Avec les articles 1er et 2, il ne s'agit plus seulement d'inviter à inscrire l'emploi des salariés expérimentés à l'agenda social, mais de l'exiger. L'article 3 sur l'entretien professionnel à 60 ans permettra d'anticiper les besoins d'adaptation des postes et d'accompagner les transitions de fin de parcours. L'article 4 sur le CVE offrira de la visibilité à l'employeur et de la sécurité à l'employé. L'article 8 permettra de mieux valoriser l'engagement syndical, levier de transformation dans l'entreprise. L'article 9, qui assouplit l'accès à l'assurance chômage des jeunes, est une avancée essentielle.

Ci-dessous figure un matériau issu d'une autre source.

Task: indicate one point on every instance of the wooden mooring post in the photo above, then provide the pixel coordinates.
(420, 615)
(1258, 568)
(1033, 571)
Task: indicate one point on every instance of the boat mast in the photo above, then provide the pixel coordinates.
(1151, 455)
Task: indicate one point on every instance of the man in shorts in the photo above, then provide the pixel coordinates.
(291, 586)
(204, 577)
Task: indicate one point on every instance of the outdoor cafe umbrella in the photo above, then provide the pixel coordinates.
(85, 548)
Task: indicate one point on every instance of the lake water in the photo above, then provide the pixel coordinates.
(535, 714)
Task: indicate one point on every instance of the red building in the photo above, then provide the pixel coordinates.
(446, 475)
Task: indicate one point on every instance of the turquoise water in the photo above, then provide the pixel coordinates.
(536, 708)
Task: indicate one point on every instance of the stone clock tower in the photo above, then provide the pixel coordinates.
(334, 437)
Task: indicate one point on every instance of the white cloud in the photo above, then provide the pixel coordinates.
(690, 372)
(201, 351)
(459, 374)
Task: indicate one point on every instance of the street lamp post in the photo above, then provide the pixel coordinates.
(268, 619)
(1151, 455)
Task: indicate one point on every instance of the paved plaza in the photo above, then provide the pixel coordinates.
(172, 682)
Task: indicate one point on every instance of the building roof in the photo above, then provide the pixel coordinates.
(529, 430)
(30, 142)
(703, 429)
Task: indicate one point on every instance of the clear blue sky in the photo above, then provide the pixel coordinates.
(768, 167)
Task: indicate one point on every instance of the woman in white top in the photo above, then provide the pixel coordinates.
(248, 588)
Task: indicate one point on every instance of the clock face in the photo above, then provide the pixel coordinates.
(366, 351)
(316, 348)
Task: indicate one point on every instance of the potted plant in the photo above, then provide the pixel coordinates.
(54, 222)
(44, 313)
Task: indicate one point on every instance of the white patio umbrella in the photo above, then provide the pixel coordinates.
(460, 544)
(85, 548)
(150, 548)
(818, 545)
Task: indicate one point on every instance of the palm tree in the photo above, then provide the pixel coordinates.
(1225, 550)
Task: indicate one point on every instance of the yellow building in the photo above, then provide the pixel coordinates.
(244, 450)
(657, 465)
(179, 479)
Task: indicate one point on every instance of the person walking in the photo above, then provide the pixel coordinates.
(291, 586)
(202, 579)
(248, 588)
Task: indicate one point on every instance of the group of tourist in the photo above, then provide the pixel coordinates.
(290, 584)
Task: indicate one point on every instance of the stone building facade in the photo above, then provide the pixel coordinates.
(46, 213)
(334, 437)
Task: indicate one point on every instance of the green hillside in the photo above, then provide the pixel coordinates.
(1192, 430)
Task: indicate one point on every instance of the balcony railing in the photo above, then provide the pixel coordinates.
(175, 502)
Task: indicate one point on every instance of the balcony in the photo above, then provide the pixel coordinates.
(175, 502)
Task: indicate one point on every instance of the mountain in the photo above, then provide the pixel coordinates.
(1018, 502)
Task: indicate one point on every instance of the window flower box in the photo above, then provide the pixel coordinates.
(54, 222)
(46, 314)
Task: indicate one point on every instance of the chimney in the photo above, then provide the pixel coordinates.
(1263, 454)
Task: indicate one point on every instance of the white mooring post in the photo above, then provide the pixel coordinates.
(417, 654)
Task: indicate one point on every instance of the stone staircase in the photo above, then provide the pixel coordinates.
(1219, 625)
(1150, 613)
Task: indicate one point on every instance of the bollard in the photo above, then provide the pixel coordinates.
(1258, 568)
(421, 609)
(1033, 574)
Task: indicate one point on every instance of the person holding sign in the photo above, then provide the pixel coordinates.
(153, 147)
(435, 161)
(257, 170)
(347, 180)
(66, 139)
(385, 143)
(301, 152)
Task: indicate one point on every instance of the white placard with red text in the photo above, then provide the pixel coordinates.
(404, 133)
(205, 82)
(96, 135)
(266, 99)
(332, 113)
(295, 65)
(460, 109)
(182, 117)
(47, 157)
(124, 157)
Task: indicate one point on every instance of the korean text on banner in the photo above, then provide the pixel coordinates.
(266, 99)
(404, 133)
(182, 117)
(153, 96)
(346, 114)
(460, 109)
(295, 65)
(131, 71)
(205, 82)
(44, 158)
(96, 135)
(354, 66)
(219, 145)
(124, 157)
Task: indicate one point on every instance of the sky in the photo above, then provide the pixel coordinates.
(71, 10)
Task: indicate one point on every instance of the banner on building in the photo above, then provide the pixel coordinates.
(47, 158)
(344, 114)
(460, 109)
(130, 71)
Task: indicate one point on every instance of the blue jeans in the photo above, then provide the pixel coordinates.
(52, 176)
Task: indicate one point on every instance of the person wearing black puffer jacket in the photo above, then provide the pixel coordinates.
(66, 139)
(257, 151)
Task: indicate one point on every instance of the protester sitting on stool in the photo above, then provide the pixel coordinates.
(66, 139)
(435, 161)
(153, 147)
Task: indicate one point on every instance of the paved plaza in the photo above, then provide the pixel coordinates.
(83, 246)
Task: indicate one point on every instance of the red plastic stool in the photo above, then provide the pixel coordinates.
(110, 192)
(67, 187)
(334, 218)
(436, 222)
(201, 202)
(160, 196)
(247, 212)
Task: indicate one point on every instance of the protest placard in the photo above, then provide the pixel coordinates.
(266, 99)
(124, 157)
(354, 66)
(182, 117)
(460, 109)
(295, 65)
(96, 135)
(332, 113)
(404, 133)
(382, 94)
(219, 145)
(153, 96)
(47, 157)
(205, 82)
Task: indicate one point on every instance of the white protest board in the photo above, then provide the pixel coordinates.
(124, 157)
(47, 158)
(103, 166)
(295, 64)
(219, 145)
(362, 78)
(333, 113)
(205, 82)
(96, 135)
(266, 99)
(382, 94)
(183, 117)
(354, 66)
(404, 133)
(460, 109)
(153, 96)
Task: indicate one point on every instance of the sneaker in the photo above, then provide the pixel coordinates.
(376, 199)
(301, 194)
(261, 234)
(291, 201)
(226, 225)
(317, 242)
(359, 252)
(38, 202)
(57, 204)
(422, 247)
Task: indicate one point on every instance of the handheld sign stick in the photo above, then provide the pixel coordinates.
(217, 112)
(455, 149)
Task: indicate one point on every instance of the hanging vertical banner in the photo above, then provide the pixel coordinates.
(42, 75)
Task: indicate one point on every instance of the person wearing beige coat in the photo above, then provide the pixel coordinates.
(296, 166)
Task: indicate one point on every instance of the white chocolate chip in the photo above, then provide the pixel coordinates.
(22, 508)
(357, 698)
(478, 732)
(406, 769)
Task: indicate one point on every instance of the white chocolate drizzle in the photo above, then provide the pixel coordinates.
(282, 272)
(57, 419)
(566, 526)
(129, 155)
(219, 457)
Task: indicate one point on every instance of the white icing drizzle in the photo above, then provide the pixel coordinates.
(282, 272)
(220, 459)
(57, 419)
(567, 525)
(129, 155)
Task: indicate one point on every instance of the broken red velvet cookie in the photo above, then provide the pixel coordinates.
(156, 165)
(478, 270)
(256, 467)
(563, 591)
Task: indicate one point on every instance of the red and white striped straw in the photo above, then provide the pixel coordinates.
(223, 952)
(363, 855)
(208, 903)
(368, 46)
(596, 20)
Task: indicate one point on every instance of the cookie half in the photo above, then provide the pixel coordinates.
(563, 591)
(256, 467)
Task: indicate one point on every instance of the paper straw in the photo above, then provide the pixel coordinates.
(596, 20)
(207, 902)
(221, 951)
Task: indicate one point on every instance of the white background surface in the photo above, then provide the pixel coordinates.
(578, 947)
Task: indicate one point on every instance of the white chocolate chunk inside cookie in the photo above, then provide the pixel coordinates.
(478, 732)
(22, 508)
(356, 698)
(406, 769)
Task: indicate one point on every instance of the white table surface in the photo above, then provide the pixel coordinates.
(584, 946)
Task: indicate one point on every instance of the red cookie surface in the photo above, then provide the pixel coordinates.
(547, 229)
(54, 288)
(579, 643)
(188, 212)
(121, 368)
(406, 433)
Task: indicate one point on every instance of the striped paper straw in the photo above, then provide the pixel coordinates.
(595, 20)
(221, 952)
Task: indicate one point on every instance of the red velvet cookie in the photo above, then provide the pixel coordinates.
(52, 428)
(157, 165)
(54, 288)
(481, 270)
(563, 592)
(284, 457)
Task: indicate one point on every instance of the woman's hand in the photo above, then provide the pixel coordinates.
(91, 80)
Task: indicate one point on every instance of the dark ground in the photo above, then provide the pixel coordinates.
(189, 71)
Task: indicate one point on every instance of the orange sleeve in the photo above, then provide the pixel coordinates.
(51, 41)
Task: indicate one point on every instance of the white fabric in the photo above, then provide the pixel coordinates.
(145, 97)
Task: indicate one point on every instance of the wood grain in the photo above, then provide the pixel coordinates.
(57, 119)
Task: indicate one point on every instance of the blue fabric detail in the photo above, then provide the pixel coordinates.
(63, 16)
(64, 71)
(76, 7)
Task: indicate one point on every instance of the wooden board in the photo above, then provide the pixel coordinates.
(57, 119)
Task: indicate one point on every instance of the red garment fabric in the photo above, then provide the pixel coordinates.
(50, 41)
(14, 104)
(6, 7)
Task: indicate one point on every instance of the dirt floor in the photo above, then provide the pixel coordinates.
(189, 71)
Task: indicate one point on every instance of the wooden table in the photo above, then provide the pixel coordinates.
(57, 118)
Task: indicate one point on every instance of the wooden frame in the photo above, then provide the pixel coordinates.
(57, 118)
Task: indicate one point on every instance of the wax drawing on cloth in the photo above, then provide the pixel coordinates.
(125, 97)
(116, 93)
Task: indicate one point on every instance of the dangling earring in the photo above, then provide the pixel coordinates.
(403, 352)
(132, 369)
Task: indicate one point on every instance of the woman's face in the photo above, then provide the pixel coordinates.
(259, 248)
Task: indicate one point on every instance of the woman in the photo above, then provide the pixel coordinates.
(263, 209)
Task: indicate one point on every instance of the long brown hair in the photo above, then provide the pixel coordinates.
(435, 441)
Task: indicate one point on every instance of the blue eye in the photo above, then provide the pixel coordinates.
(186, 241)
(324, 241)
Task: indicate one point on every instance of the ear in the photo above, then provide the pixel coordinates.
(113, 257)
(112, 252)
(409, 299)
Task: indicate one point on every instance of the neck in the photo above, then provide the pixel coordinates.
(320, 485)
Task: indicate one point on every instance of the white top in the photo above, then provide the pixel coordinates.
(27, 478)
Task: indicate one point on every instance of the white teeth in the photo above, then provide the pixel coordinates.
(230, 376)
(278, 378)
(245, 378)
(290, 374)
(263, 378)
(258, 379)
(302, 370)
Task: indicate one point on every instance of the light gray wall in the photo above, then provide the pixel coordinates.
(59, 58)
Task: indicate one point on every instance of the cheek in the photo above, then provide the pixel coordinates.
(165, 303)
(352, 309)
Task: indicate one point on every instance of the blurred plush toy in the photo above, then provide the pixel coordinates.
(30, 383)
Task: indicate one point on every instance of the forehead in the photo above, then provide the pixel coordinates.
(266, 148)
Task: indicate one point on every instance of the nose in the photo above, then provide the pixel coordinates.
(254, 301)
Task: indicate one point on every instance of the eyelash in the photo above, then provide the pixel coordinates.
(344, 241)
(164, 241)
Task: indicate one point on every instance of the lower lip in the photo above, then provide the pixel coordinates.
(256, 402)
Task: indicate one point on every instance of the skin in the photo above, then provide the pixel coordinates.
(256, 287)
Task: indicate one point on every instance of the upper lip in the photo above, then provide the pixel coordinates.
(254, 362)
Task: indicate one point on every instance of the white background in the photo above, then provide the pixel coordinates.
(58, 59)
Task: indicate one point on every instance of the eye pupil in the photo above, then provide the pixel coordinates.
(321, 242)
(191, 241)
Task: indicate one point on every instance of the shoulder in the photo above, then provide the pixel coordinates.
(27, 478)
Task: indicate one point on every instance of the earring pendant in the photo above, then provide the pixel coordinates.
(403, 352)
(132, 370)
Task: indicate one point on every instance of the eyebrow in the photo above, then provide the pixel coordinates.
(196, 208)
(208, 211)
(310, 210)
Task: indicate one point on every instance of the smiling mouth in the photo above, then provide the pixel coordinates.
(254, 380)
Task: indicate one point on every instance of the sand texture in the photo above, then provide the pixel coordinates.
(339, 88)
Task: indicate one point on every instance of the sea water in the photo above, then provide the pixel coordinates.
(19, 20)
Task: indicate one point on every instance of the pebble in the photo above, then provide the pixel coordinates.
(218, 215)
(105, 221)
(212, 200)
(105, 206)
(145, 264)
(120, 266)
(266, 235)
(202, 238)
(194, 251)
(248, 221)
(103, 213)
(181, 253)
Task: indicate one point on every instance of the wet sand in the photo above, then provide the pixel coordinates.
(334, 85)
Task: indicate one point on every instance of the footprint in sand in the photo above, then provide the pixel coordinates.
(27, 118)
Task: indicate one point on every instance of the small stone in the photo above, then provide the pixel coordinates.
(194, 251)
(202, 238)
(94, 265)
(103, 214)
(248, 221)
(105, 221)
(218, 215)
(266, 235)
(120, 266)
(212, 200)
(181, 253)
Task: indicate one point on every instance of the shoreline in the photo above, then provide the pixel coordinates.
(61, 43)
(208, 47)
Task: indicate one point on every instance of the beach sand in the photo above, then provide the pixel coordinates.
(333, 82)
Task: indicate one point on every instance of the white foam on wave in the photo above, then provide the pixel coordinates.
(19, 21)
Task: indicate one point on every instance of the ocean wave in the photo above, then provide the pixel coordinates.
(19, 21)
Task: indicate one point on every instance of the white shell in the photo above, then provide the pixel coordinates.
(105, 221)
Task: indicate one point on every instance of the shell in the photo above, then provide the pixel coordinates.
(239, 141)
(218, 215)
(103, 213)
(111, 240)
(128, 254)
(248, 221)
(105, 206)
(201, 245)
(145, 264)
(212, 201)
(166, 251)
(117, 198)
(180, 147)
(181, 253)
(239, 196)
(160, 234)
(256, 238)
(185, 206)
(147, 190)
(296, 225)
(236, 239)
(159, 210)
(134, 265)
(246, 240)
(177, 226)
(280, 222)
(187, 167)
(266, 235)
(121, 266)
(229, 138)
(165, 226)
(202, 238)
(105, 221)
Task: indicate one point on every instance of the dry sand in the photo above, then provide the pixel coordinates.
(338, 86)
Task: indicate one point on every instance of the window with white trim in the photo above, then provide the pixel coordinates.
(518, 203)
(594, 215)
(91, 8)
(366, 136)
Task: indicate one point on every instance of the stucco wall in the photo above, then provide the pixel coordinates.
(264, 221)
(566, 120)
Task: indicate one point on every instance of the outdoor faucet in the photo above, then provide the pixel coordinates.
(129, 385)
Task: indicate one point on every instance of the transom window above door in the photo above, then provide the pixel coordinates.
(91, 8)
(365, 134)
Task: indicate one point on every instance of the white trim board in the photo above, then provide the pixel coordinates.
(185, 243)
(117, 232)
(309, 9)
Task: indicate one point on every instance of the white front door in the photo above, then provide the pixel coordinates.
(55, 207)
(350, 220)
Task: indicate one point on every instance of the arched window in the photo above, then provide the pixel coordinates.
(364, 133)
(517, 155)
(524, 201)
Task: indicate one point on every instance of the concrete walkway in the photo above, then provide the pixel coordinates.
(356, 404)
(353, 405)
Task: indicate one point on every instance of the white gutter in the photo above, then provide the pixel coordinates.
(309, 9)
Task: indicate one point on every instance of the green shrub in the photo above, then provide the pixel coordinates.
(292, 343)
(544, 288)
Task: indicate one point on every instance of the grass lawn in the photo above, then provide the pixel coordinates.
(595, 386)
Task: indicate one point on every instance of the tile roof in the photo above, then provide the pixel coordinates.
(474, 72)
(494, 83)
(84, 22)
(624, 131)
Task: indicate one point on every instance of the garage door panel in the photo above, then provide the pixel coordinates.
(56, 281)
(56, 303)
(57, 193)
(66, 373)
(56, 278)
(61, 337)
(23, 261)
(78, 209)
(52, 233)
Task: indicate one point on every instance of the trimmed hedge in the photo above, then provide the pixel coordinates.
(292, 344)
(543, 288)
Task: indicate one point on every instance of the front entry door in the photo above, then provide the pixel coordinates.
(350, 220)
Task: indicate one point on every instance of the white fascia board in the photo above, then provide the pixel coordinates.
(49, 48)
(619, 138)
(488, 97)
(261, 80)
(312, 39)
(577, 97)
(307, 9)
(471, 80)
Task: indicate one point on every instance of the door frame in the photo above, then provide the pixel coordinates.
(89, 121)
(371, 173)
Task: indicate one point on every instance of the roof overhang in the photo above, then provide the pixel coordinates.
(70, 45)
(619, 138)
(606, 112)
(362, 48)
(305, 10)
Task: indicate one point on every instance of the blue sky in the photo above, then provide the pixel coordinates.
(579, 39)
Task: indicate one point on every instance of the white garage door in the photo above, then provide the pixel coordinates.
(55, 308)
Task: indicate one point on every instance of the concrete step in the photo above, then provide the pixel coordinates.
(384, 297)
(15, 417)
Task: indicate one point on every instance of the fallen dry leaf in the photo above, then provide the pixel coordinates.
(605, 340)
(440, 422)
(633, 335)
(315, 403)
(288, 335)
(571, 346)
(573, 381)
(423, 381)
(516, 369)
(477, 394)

Les députés ont introduit les mesures de l'ANI du 25 juin dernier, avec trois mesures fortes pour aborder les défis de demain : période de reconversion sécurisée, instance quadripartite nationale, gouvernance paritaire dédiée aux transitions.
En CMP, les équilibres du texte ont été conservés et je me réjouis que le dialogue social inspire ainsi le dialogue législatif. L'inscription de ces trois ANI dans la loi est une reconnaissance du travail des partenaires sociaux.
Le RDPI votera ce texte équilibré, concerté et porteur de solutions concrètes. (Applaudissements au banc des commissions)
Mme Maryse Carrère . - (Applaudissements sur les travées du RDSE) L'emploi des salariés expérimentés est un besoin impérieux. Combien voient leur carrière interrompue brutalement après 58 ans, peinent à se former ou à retrouver un emploi ? Ce texte, qui apporte des réponses pragmatiques, traduit un compromis issu du dialogue social, socle essentiel de notre modèle républicain. Le RDSE salue la méthode qui a présidé à son élaboration.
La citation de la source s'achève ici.